Teas can be classified as green tea, black tea, yellow tea, oolong tea, red tea, and white tea according to their processing method and color. It also can be classified as Shu tea (Shu, abbreviation of Sichuan), Dian tea (Dian—Yunnan), Zhe tea (Zhe—Zhejiang), Min tea (Min—Fujian) according to the place where they are produced. As for the level of fermentation, we have full fermented tea, half fermented tea, and lightly fermented tea. From the different seasons in which the teas are made, we have spring, summer, fall/autumn, and winter tea. The basic classes of teas are green tea and oolong tea. Some of the teas that have been through an additional second process are yellow tea, red tea, flower tea, pressed tea, fruit tea, and healthy tea.

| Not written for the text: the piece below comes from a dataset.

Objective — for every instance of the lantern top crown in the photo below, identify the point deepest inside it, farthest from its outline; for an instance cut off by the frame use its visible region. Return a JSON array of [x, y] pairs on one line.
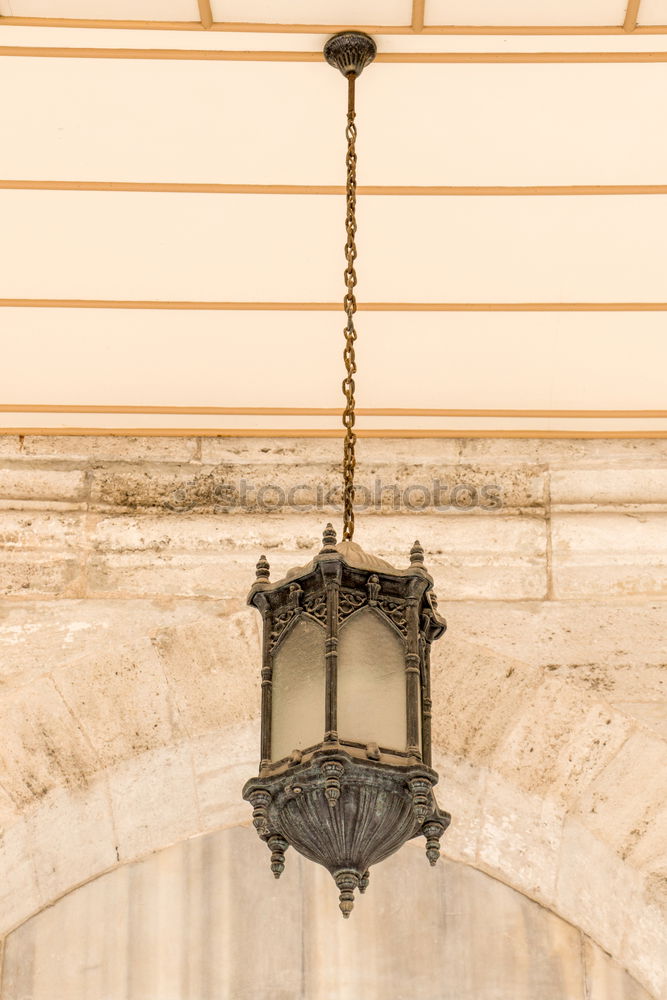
[[347, 563], [352, 555]]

Tea is the symbol of longevity. Its character 茶 (cha) has a 艹 top part that is similar with 廿 (nian, which means twenty). The middle part 人 (ren, means people) is similar with 八 (ba, means eight). The botom part 木 (mu, means tree) can be split into 八十 (ba shi, means eighty). Twenty plus eight and eighty equals one hundred and eight. Thus, the elders that are, and more than, one-hundred-and-eight years old are called Cha Sui Lao Ren (literally means elders that has tea’s logevity). The character of tea stands for long life. And tea itself is a popular gift during festivals that symbolizes healthiness.

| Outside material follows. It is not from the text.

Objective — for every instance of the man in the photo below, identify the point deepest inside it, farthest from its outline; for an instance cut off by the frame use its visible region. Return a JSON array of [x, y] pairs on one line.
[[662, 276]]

There are many complicated names for tea in history. 草中英 (cao zhong ying, means the elite of the grass), 酪奴 (luo nu), 草大虫 (cao da chong), 不夜侯 (bu ye hou), 离乡草 (li xiang cao, literally the grass of the homesick), 荼 (tu) , 桡 (rao), 蔎 (she, a fragrant hurb), 茗(ming, which is used nowadays too), 荈 (chuan, means rough tea) 葭 (jia), 葭萌 (jia meng), 椒 (jiao), 茶荈 (cha chuan), 苦茶 (ku cha, means bitter tea), 苦荼 (ku tu), 药茗 (yao ming), 香茗 (xiang ming), 荈诧 (chuan cha), 醒草 (xing cao, literally the grass that awakes), 药茶 (yao cha, literally medicine tea) 老绿 (lao lü, literally old/dark green), and 茗将 (ming jiang), etc.

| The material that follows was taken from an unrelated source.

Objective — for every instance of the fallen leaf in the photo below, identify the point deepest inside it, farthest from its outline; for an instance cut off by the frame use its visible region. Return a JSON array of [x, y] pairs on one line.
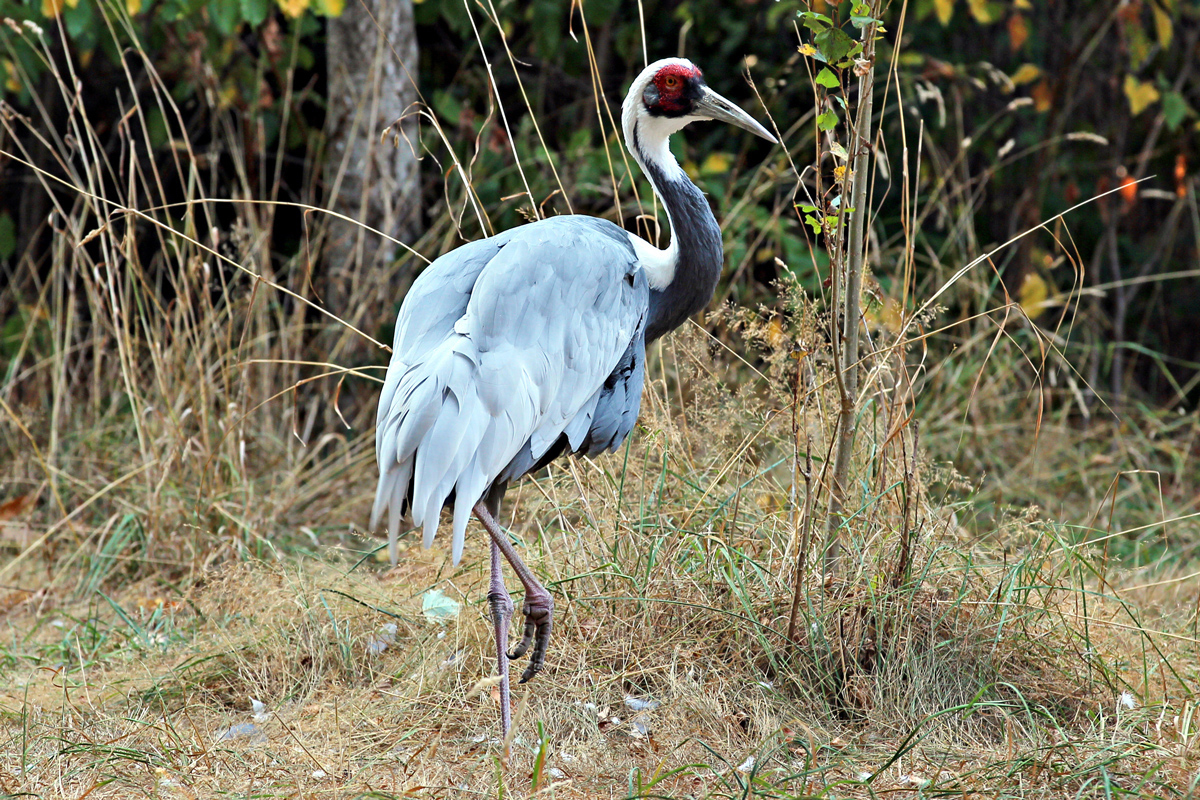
[[1018, 31]]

During Tang Dynasty (618-970 AD), the most used names for tea were cha (茶) and tu (荼). During Kaiyuan Era, Emperor Tang Xuanzong directed the compilation of a book called The Pronunciation and Meaning of Characters of Kaiyuan (开元文字音义), which was prefaced by Xuanzong himself. In this book, whether intentional or mistaken undetermined, the character tu (荼) was missing a horizontal line and became cha (茶). Since its preface was written by Xuanzong the emperor, no one dare to disobey. After nearly eighty years of using both characters, cha eventually replaced tu.

Tea in Chinese is Cha (茶), which means the drink or the tea-leaf. Green tea is lü cha (绿茶); oolong tea is wu long cha (乌龙茶); black tea is hong (means red) cha (红茶); yellow tea is huang cha (黄茶); jasmine tea is mo li hua cha (茉莉花茶); white tea is bai cha(白茶); red tea is hei (means black) cha (黑茶). In Chinese, hei means black while hong means red. But with tea, hei cha refers to red tea and hong cha is black tea instead.